Lunes gris y lluvioso. Terreno abonado para diálogos de ascensor, anodinos y llenos de lugares comunes, de chistes infantiles de oficina a la hora del café. A Carlos nunca le había gustado entrar al trapo en el albero de la socialización forzada, en lo que él percibía como el reino de los tópicos y las frases hechas, de las conversaciones con las que, a modo de ladrillos, se construyen muros que tapan silencios que se antojan incómodos. 
Pensó en el curioso paralelismo con ciertas músicas de dudosa calidad, en la que apenas se emplean los silencios, resultando de todo ello una cascada de sonidos inarticulados, fluyendo diarreicos y sin tregua. Conocía a muy pocas personas que dominasen el arte de interpretar y ejecutar los silencios. 
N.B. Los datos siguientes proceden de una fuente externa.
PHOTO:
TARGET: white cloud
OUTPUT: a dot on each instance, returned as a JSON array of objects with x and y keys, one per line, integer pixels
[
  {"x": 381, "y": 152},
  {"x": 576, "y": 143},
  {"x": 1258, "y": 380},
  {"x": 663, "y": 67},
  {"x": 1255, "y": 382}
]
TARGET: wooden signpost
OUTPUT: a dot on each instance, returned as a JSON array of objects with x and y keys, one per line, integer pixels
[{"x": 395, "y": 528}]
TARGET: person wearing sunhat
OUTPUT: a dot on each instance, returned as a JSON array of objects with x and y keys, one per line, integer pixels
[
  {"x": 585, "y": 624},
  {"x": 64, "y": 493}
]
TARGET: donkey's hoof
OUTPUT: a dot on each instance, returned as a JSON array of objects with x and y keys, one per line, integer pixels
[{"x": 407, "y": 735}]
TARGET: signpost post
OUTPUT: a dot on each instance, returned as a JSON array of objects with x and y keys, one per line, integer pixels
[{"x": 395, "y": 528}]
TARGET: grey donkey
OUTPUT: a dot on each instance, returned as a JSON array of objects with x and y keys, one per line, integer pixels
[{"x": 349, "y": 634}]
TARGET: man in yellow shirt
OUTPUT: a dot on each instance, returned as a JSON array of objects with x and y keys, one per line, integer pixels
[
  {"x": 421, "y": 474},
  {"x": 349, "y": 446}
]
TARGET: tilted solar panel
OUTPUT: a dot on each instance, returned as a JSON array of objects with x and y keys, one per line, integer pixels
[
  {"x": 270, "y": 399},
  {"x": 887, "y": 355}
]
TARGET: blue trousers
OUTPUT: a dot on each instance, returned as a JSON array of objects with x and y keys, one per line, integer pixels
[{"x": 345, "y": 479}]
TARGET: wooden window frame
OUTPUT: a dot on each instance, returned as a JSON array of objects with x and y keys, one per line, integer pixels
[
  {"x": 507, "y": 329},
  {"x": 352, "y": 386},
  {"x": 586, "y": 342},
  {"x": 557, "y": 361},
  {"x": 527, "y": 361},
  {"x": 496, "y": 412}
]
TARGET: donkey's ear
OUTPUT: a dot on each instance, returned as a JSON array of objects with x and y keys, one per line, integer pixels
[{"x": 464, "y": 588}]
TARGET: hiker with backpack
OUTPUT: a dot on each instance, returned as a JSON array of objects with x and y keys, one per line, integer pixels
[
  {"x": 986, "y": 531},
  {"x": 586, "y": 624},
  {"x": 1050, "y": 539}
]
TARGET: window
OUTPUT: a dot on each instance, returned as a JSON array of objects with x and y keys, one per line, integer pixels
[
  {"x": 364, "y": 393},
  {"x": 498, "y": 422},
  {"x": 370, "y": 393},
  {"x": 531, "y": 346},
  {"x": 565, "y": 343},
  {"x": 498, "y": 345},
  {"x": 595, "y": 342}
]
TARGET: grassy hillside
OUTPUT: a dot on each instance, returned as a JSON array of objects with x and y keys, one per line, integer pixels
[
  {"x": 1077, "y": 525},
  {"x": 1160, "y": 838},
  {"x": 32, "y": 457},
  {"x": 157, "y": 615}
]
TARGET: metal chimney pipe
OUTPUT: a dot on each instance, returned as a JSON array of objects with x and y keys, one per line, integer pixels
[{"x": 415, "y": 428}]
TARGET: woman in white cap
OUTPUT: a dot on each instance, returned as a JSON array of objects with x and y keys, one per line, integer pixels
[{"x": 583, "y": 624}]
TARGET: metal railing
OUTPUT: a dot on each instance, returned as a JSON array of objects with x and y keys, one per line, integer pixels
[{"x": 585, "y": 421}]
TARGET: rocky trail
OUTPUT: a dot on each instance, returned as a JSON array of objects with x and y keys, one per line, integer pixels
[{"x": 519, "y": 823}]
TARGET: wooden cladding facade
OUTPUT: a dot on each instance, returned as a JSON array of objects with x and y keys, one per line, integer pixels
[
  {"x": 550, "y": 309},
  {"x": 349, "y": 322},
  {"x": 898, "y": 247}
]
-¡Tío, eres un asocial! – le había dicho su novia días antes, tras una comida de compromiso en la que no le había reído las gracias al pesado de Juan, empeñado en repetir hasta la náusea presuntos chistes arrebatados al humorista de moda en la tele. 
Le cargaban profundamente ese tipo de situaciones en las que hay que pasarlo bien sólo porque es lo que toca. No podía, o no quería evitarlo. La verdad es que no estaba del todo claro. 

En la radio se empeñaban en anunciar la llegada inminente de las siete en punto a golpe de pitidos. Hora de ir al tajo. Apagó la luz y cerró la puerta con dos vueltas de cerrojo. 

En el pasillo, una vecina con aire cansino esperaba el ascensor. 
-¡Buenos días Carlos! Parece que hoy también va a llover, ¡Qué!, ¡A trabajar! ¿No? 

-¡A ello vamos María, a ello vamos! – dijo tratando de contener la risa mientras pensaba que, en el fondo, su novia le conocía demasiado bien.